The three punks in the film are clearly meant to represent Damon's desire to rebel against parents who are trying to plan his entire life out for him. They introduce him to all of the things many parents probably fear (sex, drugs, rebellion, tattoos, independent thought!): anything that may tempt him off the golden path. It's the same reason rich girl Sondra is hanging out with a sleazy, promiscuous girl she has nothing in common with. For both Damon and Sondra, it's an opportunity to feel something and gives them a chance to escape from the constant chatter of college, money and test scores. The lengths these parents will go to make sure their plans for their children reach fruition is made quite evident toward the end of the film in how Damon's mother reacts to a certain situation. The intelligent script was co-written (along with the director) by P.J. Hogan, who'd go on find international success with the crossover hit Muriel's Wedding (1994).

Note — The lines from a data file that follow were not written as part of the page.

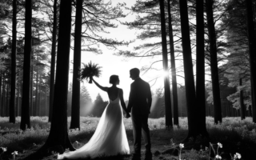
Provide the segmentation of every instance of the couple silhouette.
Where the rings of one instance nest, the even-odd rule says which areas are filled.
[[[118,75],[111,75],[110,87],[99,85],[93,78],[95,85],[106,91],[110,102],[103,111],[96,130],[90,141],[75,151],[65,152],[58,155],[58,159],[95,158],[130,154],[130,147],[123,124],[122,110],[126,118],[131,118],[134,134],[134,154],[132,159],[141,158],[141,137],[145,141],[145,159],[152,159],[148,117],[152,102],[149,83],[139,77],[139,70],[130,70],[130,78],[134,80],[127,107],[123,99],[123,91],[118,88],[120,80]],[[120,105],[121,104],[121,105]]]

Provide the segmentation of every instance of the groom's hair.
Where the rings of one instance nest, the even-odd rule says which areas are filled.
[[[111,75],[110,78],[110,83],[114,84],[119,79],[118,75]]]
[[[138,68],[133,68],[130,71],[134,73],[138,77],[139,76],[139,70]]]

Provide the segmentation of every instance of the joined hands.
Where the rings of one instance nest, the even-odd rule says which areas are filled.
[[[130,114],[128,112],[127,112],[126,114],[126,118],[130,118]]]

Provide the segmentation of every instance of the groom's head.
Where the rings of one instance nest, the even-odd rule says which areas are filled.
[[[139,70],[138,68],[133,68],[130,70],[130,78],[134,80],[136,78],[139,77]]]

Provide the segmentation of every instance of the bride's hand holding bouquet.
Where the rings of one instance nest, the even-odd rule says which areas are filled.
[[[81,69],[80,72],[80,80],[86,79],[88,81],[89,83],[92,83],[92,78],[93,76],[99,77],[101,75],[102,70],[100,68],[101,66],[98,66],[98,64],[92,64],[91,62],[90,62],[88,64],[82,63],[84,67]]]

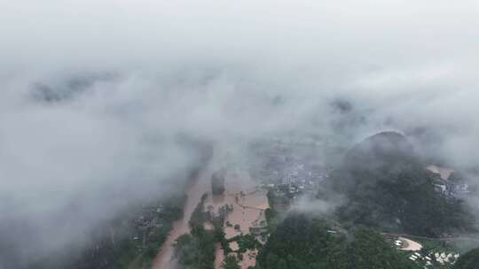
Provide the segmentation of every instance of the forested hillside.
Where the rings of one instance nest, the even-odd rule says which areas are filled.
[[[365,227],[338,231],[326,220],[288,215],[257,258],[261,269],[414,269],[416,265]]]
[[[318,196],[346,197],[337,211],[343,223],[428,236],[471,229],[462,202],[437,192],[424,167],[404,136],[381,133],[348,152]]]

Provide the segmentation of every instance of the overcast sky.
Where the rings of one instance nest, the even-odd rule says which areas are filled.
[[[476,165],[478,29],[467,0],[0,0],[0,219],[50,227],[33,255],[184,171],[178,134],[332,134],[337,98],[367,116],[351,142],[427,128]]]

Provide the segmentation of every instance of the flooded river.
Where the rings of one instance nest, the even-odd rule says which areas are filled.
[[[173,224],[171,232],[153,261],[153,269],[174,268],[173,256],[175,249],[172,244],[178,236],[190,232],[188,222],[192,213],[201,200],[201,196],[211,188],[211,167],[205,168],[186,187],[187,198],[185,203],[184,216]]]
[[[228,204],[232,211],[226,217],[226,221],[232,226],[224,226],[226,239],[239,234],[249,234],[251,227],[259,226],[265,221],[264,210],[269,207],[266,191],[257,187],[256,182],[251,179],[247,172],[229,172],[225,177],[225,192],[221,196],[211,196],[211,174],[214,167],[209,165],[197,178],[186,188],[187,199],[184,207],[184,217],[173,225],[173,228],[167,240],[161,246],[160,253],[153,261],[153,269],[172,269],[175,267],[174,247],[175,240],[190,232],[189,219],[192,213],[200,203],[201,196],[208,193],[205,201],[205,209],[212,212],[217,212],[221,206]],[[235,229],[232,226],[239,225]],[[207,229],[212,228],[211,225],[205,224]],[[216,247],[215,268],[220,269],[224,260],[223,250],[219,243]],[[256,250],[244,253],[245,258],[241,261],[242,269],[254,266],[255,264]]]

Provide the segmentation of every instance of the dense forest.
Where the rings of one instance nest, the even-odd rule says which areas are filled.
[[[427,236],[472,229],[463,203],[438,193],[434,181],[404,136],[381,133],[347,153],[318,196],[347,197],[337,213],[351,225]]]
[[[260,251],[261,269],[414,269],[373,230],[333,229],[325,219],[293,212]]]

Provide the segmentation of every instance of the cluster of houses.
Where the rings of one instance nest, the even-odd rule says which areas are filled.
[[[137,233],[132,235],[131,239],[145,241],[145,237],[153,235],[153,228],[163,225],[159,215],[163,210],[164,207],[161,204],[154,206],[142,206],[141,211],[133,218],[133,225]]]
[[[434,268],[433,265],[435,263],[439,264],[439,265],[453,265],[459,257],[459,254],[458,253],[446,254],[445,252],[436,252],[423,257],[420,253],[414,252],[409,257],[409,259],[414,262],[422,261],[424,268]]]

Aussie producers Tom Broadbridge, David Hannay (who was actually born in New Zealand) and Charles Hannah decided to back four horror / exploitation films to sell on the video market, all of which ended up being shot in 1987. These were James Bogle's Kadaicha (released in many other markets as Stones of Death), Chris Roache's The 13th Floor, Brian Trenchard-Smith's Out of the Body and this one, which was filmed under the title To Make a Killing. To my knowledge, none of these played theatrically but all four received VHS releases here in America, mostly courtesy of SVS / Sony (13th Floor, reputedly the lesser of the four, was distributed by Paramount). The production companies Medusa Communications and Premiere Film Marketing Limited were also responsible for Craig Lahiff's pretty good suspense TV movie Coda (1987 aka DEADLY POSSESSION or Haunted Symphony), and Zwicky's Contagion (1987).
Despite giving a very promising performance here, star Pearce didn't have much of a film acting career and instead went on to co-write numerous Baz Luhrmann movies like Strictly Ballroom (1992) and Moulin Rouge! (2001). Ralph Cotterill (from HOWLING III) appears in just one scene at the very end. The budget was 640,000 AUD (around 450,000 U.S. dollars).